# Dollar Bill Rosette

The dollar bill rosette model, originated by Paul Jackson and modified by Martin Kruskal, offers two compelling mathematical notions based on the requirement to mark off divisions of 11ths on the length of a dollar bill: one is the improvement of the estimate, and the other is a special property of the number 11. The latter is a property well known to mathematicians specializing in number theory. It offers evidence to students that there are properties other than even versus odd and prime versus composite. For the dollar bill rosette model, the property means that a certain procedure will 'hit' all the 10 intermediate points where you need a mark to divide the bill into eleven parts.

Take a dollar bill and estimate 1/11 on the long side by making a pinch. What you will be doing is using that estimate to mark off each of the ten sub-divisions and eventually return to the first one. The new mark will be an improvement on the original.

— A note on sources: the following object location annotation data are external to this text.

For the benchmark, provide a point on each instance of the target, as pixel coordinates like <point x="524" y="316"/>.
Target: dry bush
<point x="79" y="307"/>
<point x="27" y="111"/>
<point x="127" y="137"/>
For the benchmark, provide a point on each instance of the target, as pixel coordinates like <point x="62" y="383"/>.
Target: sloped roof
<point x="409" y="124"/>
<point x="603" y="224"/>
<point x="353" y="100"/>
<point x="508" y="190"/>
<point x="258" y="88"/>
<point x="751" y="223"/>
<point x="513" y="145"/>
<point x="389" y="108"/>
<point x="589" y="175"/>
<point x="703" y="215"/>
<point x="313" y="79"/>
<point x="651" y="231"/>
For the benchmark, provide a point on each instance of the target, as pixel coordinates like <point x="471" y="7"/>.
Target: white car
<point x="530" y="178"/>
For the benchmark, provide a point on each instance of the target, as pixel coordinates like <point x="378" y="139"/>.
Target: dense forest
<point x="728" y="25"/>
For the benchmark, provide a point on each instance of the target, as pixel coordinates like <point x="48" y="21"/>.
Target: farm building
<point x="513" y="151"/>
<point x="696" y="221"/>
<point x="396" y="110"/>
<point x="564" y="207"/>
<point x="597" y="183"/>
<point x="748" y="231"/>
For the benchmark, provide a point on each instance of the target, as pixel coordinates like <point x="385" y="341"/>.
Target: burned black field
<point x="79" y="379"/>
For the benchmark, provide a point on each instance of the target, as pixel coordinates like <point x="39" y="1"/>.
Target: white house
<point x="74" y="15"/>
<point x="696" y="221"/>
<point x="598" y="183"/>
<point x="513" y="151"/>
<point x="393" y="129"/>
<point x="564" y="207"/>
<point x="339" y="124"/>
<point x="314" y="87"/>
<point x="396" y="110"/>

1. The first mark indicates 1/11; we will call it one part. If the short end is one part, then the longer portion is 10 parts. You have 10 parts and 1 part.
2. Fold the long portion in half (make a pinch) and now you have 5 parts and 6 parts.
3. Divide the 6 parts in half, and get 8 parts and 3 parts.
4. Divide the 8 parts in half, and get 4 parts and 7 parts.
5. Divide the 4 parts in half, and get 2 parts and 9 parts.
6. Divide the 2 parts in half, and get 1 part and 10 parts.
7. Repeat this process. You are working from the other side, and will eventually get back close to the original mark.

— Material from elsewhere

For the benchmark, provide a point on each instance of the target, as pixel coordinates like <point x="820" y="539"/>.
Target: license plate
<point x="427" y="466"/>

Think about what you have done and why you could do it. At each stage, you have the dollar divided into two pieces, one being an even number of parts (11ths) and one an odd number of parts. (Why is this true? Answer: eleven is an odd number so partitioning into two whole number parts always yields one even and one odd portion.) You can always divide the even portion into two pieces of the same size. Keep going until you return to the starting configuration.

What is true of 11 and certain other numbers is that this procedure goes through each of the numbers 1 to 10 before getting back to 10 again. It may be more fitting to say that it goes through the sequence (10,1) (5,6) (8,3) (4,7) (2,9) (1,10) (6,5) (3,8) (7,4) (9,2) (10,1) instead of reaching (10,1) earlier. You may consider letting your students develop their own notation to express a mark that divides the bill into portions representing A and B number of parts. Try other numbers! You can also ask students to examine how other numbers satisfy the physical and aesthetic requirements for the model.

Leaving number theory, we can use the same principles as explained in the division into thirds to prove that if the original error was E, the error when you get back to the first mark again is E/2^10 (2 raised to the tenth power) which is E/1024. This is because you have made 10 folds and each fold halved the error.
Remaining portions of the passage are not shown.